The Krugman Watch II
Jude Wanniski
March 4, 1999

 

Memo To: Michael Kinsley, Slate editor
From: Jude Wanniski
Re: Krugman and Soros

After reading that Paul Krugman had to get down on bended knee and apologize profusely for accusing George (The Tycoon) Soros of insider trading, I send him an e-mail in sympathy. Still, I do not think an apology was necessary, because almost all tycoons who play the currency markets trade on inside information. I've heard rumors for years of Soros handing out fabulous gratuities to people good enough to pass on something they heard inside one central bank or another. There is certainly nothing illegal about this, I don't think. In a way, Polyconomics tries as best it can to find out what Fed Chairman Alan Greenspan is up to, or what the Bank of England might do next month, or what evil the International Monetary Fund is planning.

Because most central banks meet in secret, including our own Federal Reserve, there is everywhere the potential for rampant corruption because of that secrecy. Imagine if someone knew how to tap into a meeting of the Federal Open Market Committee by offering a million-dollar "tip" to the lucky leaker. People who bet hundreds of millions or billions of dollars, a la Soros, would be stupid not to do so if they had a reliable source willing to take such small change in return. Such temptation is not open to me, because I don't have the small change, and I don't play the currency markets anyway. I have to make do the best I can reading the minutes of the FOMC that come out six weeks late, or paying close attention to every burp and nod of Greenspan when he testifies before Congress.

No matter how hard Greenspan might try to keep his shop from leaking, he cannot do so even if every employee seals his or her lips to everyone they know. The chairman and the top staff invariably discuss their thinking with other central bankers in other countries. The cat often gets out of the bag this way. In Germany, I believe, officers of the Bundesbank are allowed to serve as consultants to the private sector, in order to supplement their incomes. I would not be surprised to learn that Soros-class speculators have these folks on the payroll. If it is legal, why not? Former Fed governors, who have friends on the board of governors and also know staff people well enough to call and chew the fat, are also major sources of leaks. They shamelessly trade on their insider ties.

The Bank of Switzerland has no such secrecy in the deliberations of its parallel policy committee. People from the street can walk in and take seats to hear the monetary policy of their country being shaped. At least this is the way it was when last I checked, and I believe it remains this way. Would it be sufficient to open the FOMC to the press? I'd like to think so, and if I were a member of the Senate or House of Representatives, I would devote a good chunk of my discretionary time to legislation that would force the Fed to come into the sunshine.

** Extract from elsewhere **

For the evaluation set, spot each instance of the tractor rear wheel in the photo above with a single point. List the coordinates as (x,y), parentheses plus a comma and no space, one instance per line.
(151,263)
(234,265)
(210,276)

Would this be enough to end the corruption? Michael, I'm afraid it would not. The only thing that would shut down the corruption that has caked up over the decades around Fed policymaking is a return to the kind of automaticity forced upon the Fed by the gold-exchange standard or the Bretton Woods dollar-exchange standard anchored by gold. Only when this is done will the Soros-class speculators be deterred from spending their energies in this kind of arbitrage. Which is what it is. I know Soros, having met him the first time in December of 1980, when I visited Morgan Stanley with David Stockman to talk about the upcoming Reagan administration. He's a serious man, but by no means a genius. He truly wishes to help the former Communist countries find a way to rebuild as capitalist systems, but he doesn't know nearly enough to get the job done. In many cases, he has been an impediment to the transition process, and I've tried to tell him so. But he is a billionaire, and I am not, which may mean that he does know better than I the way the world works.

As for Paul Krugman, your chief economic attraction at Slate, you of course must advise him to rein in his arrogance, or Soros or someone like him will sue Bill Gates for billions of dollars for defamation of character. And you should also make sure your editors keep a weather eye out for other boo-boos by your contributors.